I'm thankful to Eugene for the photo of our C.C. outside the bus. It does an excellent job of taking me back to that moment.

For all the information out there on the internet there's nothing about J. R. Bartling other than what I've written; at least, if there is I can't find it. I'd like to think he'd remember me but I'm quite certain he wouldn't. I'd be just another wide-eyed kid he had shepherded through the program and toward a hunk of gray floating metal.

Speaking of internet connections; I made another one this past week. Steve Miller, a classmate of mine from when I first reported to Minneapolis Center saw the FAA Follies post Paul Cox had done and thought 'hey, I know that guy' or something similar. He posted a comment to Paul's blog as well as mine. We've spent the past two days catching up with each other through emails. It's been fun. Steve works as a controller in Columbus, Ohio closing in on his retirement date.

I shared with him a photo I'd taken of him at the epicenter of Tornado Alley, behind the Alphabeta store next to the Cinnamon Square apartment complex on South May Avenue where I shared a place with John Yaccino. We were out photographing some building storms, or to be specific, some Towering Cumulus or quite possibly some Cumulonimbus. Seeing as how we were there for Flight Service training we had a special interest in all things weather related I'm sure. Actually, I still do have that interest. Of all the courses we took going through Flight Service training, our class with Ed Jessup where he taught us weather was easily my favorite.

Rachel was chosen to be one of the captains for her Mock Trial team next year. She's very happy about that as of course are Tammy and I. She's filling some big shoes as the team has won State the past two years. She has no intention of getting into law but simply enjoys the courtroom experience. She plays a witness for the team.

I had my RC plane out this afternoon but my flying time was cut short as a smallish tree reached out and snagged my Slo-V from the sky. There's a bit of realigning I'll need to do before I can fly it again.

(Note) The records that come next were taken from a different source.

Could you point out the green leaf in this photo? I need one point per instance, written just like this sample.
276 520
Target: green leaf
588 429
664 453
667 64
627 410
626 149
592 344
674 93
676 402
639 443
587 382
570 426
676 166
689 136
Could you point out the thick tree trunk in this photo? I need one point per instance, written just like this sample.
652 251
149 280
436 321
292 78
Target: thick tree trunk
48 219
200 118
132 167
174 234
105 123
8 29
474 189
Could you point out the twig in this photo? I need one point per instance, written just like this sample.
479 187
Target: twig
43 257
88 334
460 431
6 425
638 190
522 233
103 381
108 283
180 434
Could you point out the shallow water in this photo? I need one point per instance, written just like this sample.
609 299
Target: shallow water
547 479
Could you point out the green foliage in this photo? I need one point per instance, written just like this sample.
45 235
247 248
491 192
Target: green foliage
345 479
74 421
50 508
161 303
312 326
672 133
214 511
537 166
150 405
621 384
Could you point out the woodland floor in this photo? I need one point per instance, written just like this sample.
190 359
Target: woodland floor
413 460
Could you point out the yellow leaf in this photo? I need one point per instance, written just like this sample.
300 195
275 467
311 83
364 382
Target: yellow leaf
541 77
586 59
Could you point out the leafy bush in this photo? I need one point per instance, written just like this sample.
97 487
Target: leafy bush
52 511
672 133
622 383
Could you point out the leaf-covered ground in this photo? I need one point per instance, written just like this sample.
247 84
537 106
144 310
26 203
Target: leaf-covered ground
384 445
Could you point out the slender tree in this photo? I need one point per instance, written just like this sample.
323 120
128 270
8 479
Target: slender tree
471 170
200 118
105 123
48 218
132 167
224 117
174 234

There wasn't much wind today but there was enough to cause the plane to struggle to go where I wanted it to. The decision I need to make is do I wait until I've had more calm weather flying before moving on to a more powerful plane or do I keep trying to learn with this one? I can't say I'm learning all that much because whatever wind is out there, and it doesn't have to be much, is having more of an effect on the plane than my controls are at times. A plane more able to overcome the wind would give me more of a learning experience or so I think. I'll check with one of the guys at work who's been flying RC airplanes for 25 years and see what he says. Or, I could just check with Frank Whiten at Houston Center. He seems to have all the answers.